Parlons des Blues du Fleuve qui sont devenus un évènement important. Cette année, la ville de Matam était pressentie pour recevoir ce grand rendez-vous culturel. Qu’en est-il exactement ?

Je voulais qu’on le fasse cette année à Matam, mais par la force des choses, nous célébrons les 10 ans des Blues du Fleuve et ça avait commencé à Podor. Nous nous sommes dit qu’il va falloir qu’on le fasse à Podor. 
Surtout si l’on sait qu’on n’a pas déroulé l’année dernière à cause d’Ebola, mais également à cause des problèmes politiques que la ville a connus. Ainsi, on ne pouvait pas organiser le festival sans la Guinée dont les frontières avec le Sénégal étaient fermées. Mais l’année prochaine ou l’année d’après, je pense qu’on reviendra à Matam, car nos partenaires et moi-même avions bien aimé l’étape de la onzième région.
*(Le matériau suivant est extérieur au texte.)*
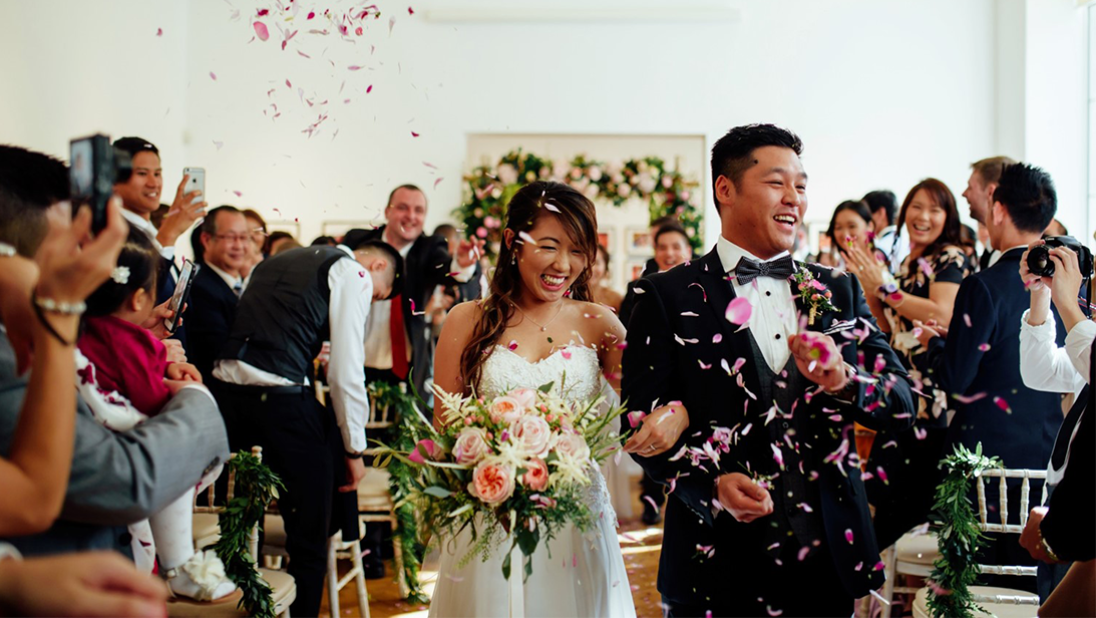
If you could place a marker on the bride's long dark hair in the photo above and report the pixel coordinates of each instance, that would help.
(534, 201)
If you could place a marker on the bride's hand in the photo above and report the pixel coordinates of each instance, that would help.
(660, 431)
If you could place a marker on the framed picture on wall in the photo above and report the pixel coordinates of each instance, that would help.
(639, 241)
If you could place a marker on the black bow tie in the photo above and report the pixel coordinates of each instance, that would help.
(749, 270)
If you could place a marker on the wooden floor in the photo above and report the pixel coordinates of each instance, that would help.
(639, 544)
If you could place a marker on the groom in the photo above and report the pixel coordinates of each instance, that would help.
(767, 514)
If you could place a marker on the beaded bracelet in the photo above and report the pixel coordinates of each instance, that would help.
(43, 305)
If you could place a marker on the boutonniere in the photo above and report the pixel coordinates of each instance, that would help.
(812, 293)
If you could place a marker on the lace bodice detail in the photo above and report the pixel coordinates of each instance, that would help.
(573, 368)
(577, 370)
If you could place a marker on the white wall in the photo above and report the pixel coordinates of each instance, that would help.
(882, 93)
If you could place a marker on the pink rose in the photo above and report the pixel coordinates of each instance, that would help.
(573, 445)
(526, 397)
(505, 410)
(536, 475)
(533, 434)
(470, 446)
(427, 445)
(492, 482)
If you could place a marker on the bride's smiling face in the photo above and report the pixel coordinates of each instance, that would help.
(548, 269)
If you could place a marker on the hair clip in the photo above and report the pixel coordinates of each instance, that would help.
(121, 275)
Il semblerait également que vous envisagez de mettre en place un groupe de presse à Ndioum (département de Podor). Qu’en est-il réellement ? 

Je ne sais pas comment cela va se constituer, mais je dois vous dire que oui. Nous envisageons de créer un groupe de presse. On en avait fait avec Diamano Fm, c’est tombé à l’eau. Cette fois-ci, on veut revenir avec quelque chose de beaucoup plus solide et plus efficace. Même avec nos partenaires, nous savons que c’est un devoir pour nous de l’avoir. Le mouvement «Nan K» également a besoin de support de communication pour le développement.

Aujourd’hui, des artistes travaillent aux côtés du chef de l’Etat. Et si le Président Macky Sall vous appelle pour vous proposer un poste. Vous en dites quoi ?

(Eclat de rires). Attendons de voir qu’il m’appelle, je verrai ma position.